瞧着他不说话,裴瑎迟疑片刻,无法控制地自己问出心底,那个最想知道的答案。

“明明这件事与赵渡毫无关系,你完全可以说实话,为什么要在下潜器主动吻我,故意让他看到呢?惹怒他对你没有任何好处,说不定哪怕他知道你被我控制,依旧愿意无条件帮你,在他的帮助下你的安全甚至还能得到极大保障,为什么偏偏这么绝情呢?”

欲与人绝,言中恶语。

非无情,而是深情也。

裴瑎永远也不会明白其中深意。

“因为信不过你,这么简单的道理都不明白?”陈岁安说,“你敢保证除了交易,不对我意识做点其他什么?”

裴瑎假作恍然大悟。

“真是深情啊。”

“没什么深情,也没什么绝情。”陈岁安看上去快要睡着了,“当然也不排除我跟他玩腻了,想换个人玩玩而已。”

裴瑎佯装问:“谁?”

陈岁安倏地看来,漫不经心地说:“比如你啊。”倏地,不知他想到了什么,幸灾乐祸笑出声,“估计你未来日子会很难过,他可不像我这么好的脾气,任你拿捏。”

裴瑎顺势接话,并未理会明晃晃的嘲讽,而是问起上一句:“陈部长,怎么玩,像你跟赵渡一样玩么?”

陈岁安挑眉:“你好像对自己很自信。”

“其实你自己不察觉,你的脸,你的一言一行,举手投足都能吸引无数目光,被你注视过的每个人,视线和呼吸都会不由自主地跟着你走,我观察那些人很多年,他们没一个不想占有你,乃至暴力侵犯你。”

“所以我在想,如果某天我们超越合作关系进一步发展,裁决官会不会杀了你,毁掉你这个祸害。”

“你可以试试看。”

裴瑎不停瞧着桌板:“唯一能肯定一点,无论我们何种关系,他都会杀了我。”

陈岁安兴致缺缺:“你还挺有自知之明。”

“既然危险早就如影随形,不如提前跨过这步,在死亡来临之际。”裴瑎手肘撑着桌面,隔着30厘米宽度的楸木桌板微微倾身,近距离无声盯注陈岁安,低低蛊惑人心道:“时间总是过得耐人寻味,漫长的永生岁月里,离婚率远超犯罪率,教堂和民政部门每三个月就要换一次门槛,海枯石烂的誓言和锱铢必较的厌恶贯穿众生。”
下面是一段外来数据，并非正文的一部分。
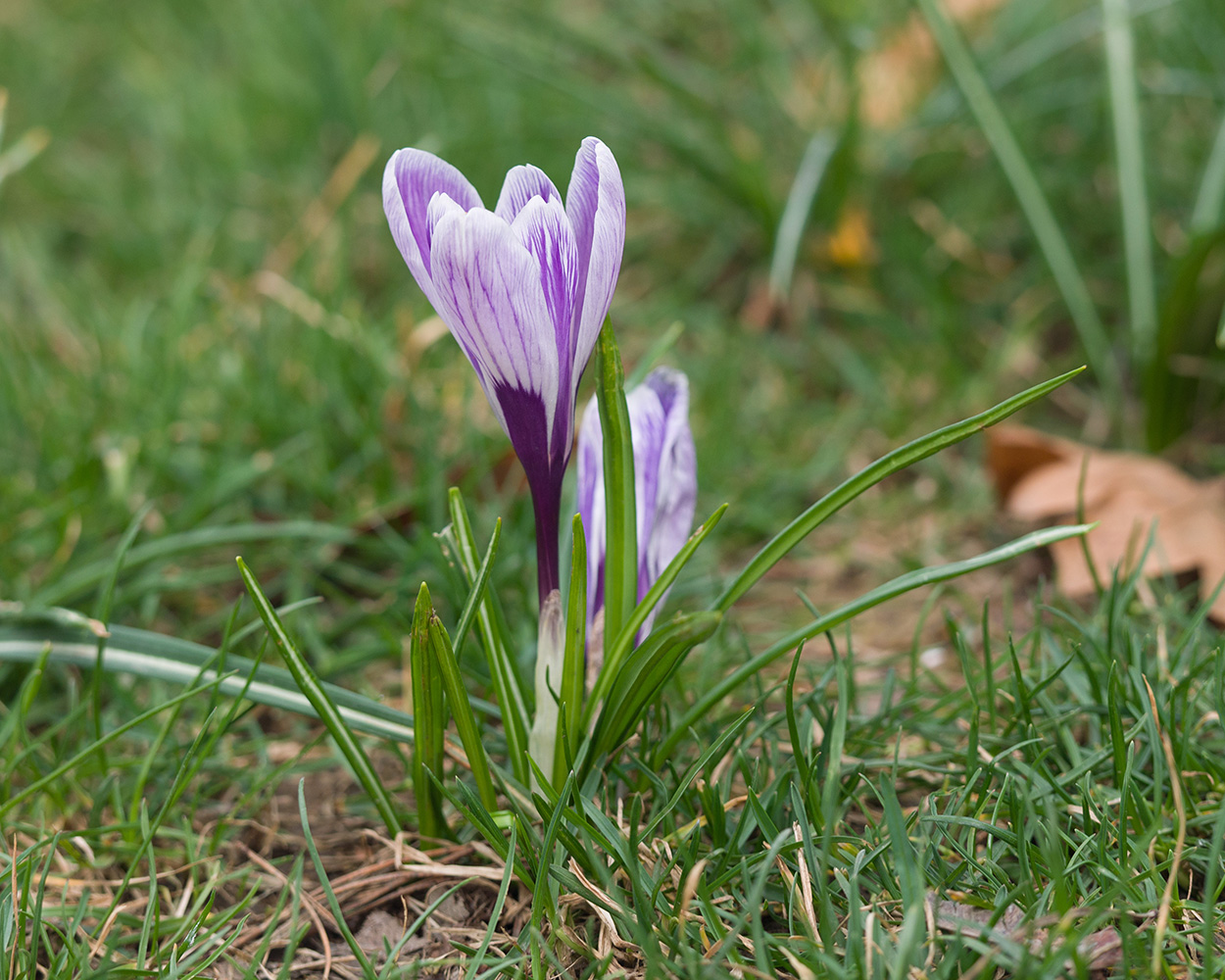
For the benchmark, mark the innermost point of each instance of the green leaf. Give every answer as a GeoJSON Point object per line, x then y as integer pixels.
{"type": "Point", "coordinates": [461, 710]}
{"type": "Point", "coordinates": [1033, 201]}
{"type": "Point", "coordinates": [872, 474]}
{"type": "Point", "coordinates": [501, 665]}
{"type": "Point", "coordinates": [327, 711]}
{"type": "Point", "coordinates": [86, 577]}
{"type": "Point", "coordinates": [621, 528]}
{"type": "Point", "coordinates": [1132, 191]}
{"type": "Point", "coordinates": [822, 623]}
{"type": "Point", "coordinates": [478, 588]}
{"type": "Point", "coordinates": [427, 711]}
{"type": "Point", "coordinates": [326, 885]}
{"type": "Point", "coordinates": [72, 638]}
{"type": "Point", "coordinates": [574, 658]}
{"type": "Point", "coordinates": [623, 643]}
{"type": "Point", "coordinates": [645, 672]}
{"type": "Point", "coordinates": [1208, 214]}
{"type": "Point", "coordinates": [795, 214]}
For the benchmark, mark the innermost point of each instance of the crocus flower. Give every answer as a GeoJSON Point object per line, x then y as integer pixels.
{"type": "Point", "coordinates": [664, 481]}
{"type": "Point", "coordinates": [523, 288]}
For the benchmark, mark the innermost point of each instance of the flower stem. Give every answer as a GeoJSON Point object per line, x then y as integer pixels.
{"type": "Point", "coordinates": [548, 508]}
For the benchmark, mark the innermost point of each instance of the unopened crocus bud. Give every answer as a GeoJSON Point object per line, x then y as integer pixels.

“人人都喜新厌旧,旧人去了新人接替,久而久之人人都可代替,而爱情无外非就是精.虫上脑和多巴胺分泌的那一瘾。”他伸手,微凉的指尖碰上陈岁安脸颊,恍然若失地轻声说:“意识形态的爱情早就被无数人证明是假的,近在咫尺的眼前人才是真。”

“所以我代替赵渡,留在你身边达成你的目的。”

“非常对,这个世界没人不能代替。”陈岁安收回脸侧视线,不躲,也不回避,慵懒地撩起眼皮,“可我就怕你玩不起。”

“你一次次对他冷心绝情,一次次消耗他对你的爱意,等到全数消失殆尽,他就会变得跟世人一样,或许跟我一样,对你只有偏执的占有欲,用合作来拴住你,用性命来威胁你,迫使你屈服。”裴瑎近乎失神地问:“所以我能代替他吗?”

话落,陈岁安失去兴致,闭眼休憩。

良久没有等到答案的裴瑎也不恼,转而起身朝驾驶舱走去。

驾驶舱门里格外嘈杂,到处都是闪烁的指示红灯,时不时报送方位的提示音频繁响起,他回头瞟了眼窝在皮椅里静静沉睡的陈岁安,随后轻手轻脚地关上了驾驶舱门。

看不着摸不着的空气气流在关门那瞬微微震荡开来,与此同时陈岁安唰然睁开双眼,眼神涣散,呓语。

“他或许会变成你,但你永远不可能成为他。”

-

昆机抵达北半球时接近黄昏,路哀等在总部大楼下,楼上皆是探头探脑的人影。

众部员也不知道这十几天到底发生了什么事,更不知道今日上午裁决团里那骇人听闻的分手大戏,反正只要陈岁安平安回来就好,更多的他们也没权限问,也不会多嘴。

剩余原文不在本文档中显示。